I've seen one on a French 'e-bay' type site and its a good price.:smt023

Merci,
fusil


----------



## Bob Wright (May 10, 2006)

fusil said:


> Bonjour,
> would a holster for a Model 10 4" be suitable for a 686 4"?
> I've seen one on a French 'e-bay' type site and its a good price.:smt023
> 
> ...


The Smith & Wesson Model 10 is the K-Framed gun, the Model 686 is an L-framed gun. There is a slight difference in size, especially the diameter of the cylinder. You might be able to shove an L-Framed gun in a K-Framed holster, but it would be a very tight fit.

It might be possible to soak the holster, if its leather, in water and it might stretch enough for a fit.

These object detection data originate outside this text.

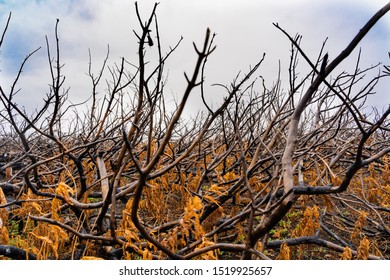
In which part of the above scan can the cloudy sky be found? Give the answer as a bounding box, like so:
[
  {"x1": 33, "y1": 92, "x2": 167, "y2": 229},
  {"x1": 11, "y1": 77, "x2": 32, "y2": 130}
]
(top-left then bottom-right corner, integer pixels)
[{"x1": 0, "y1": 0, "x2": 390, "y2": 117}]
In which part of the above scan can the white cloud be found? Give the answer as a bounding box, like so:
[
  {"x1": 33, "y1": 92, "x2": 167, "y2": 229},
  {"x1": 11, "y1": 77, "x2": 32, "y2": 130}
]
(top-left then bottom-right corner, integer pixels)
[{"x1": 0, "y1": 0, "x2": 390, "y2": 115}]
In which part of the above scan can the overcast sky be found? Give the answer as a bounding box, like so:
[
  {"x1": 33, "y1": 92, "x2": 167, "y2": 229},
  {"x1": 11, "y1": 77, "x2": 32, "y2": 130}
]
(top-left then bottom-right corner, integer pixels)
[{"x1": 0, "y1": 0, "x2": 390, "y2": 117}]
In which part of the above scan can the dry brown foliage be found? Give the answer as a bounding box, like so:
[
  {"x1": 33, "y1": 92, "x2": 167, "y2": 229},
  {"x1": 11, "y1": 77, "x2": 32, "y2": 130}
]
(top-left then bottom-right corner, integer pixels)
[{"x1": 0, "y1": 4, "x2": 390, "y2": 260}]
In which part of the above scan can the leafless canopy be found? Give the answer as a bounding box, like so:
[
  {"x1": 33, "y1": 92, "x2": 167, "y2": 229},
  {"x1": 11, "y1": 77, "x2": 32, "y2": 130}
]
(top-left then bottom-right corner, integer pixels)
[{"x1": 0, "y1": 3, "x2": 390, "y2": 259}]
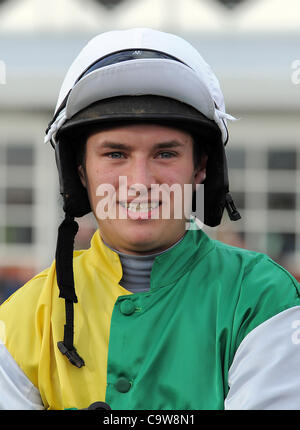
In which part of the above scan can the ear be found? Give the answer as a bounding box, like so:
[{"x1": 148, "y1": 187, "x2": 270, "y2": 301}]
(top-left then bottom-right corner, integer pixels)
[
  {"x1": 194, "y1": 154, "x2": 208, "y2": 184},
  {"x1": 77, "y1": 165, "x2": 87, "y2": 188}
]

My advice would be to pass it up, though.

Holsters, grips, and ammunition should be a sure thing.

Bob Wright


----------



## fusil (Sep 23, 2008)

Merci Bob,
will give it a miss and keep looking.:smt023
I can buy a new Galco/Safari but the cost €100+:smt076

fusil


----------



## Bob Wright (May 10, 2006)

I would suggest you try to find Don Hume holsters. They are economical, and in my opinion, superior holsters. I carry a Model 19 Smith & Wesson daily in an open top belt holster, and have one for my Model 36 Chief's Special, though I rarely rely on that little gun.

Bob Wright


----------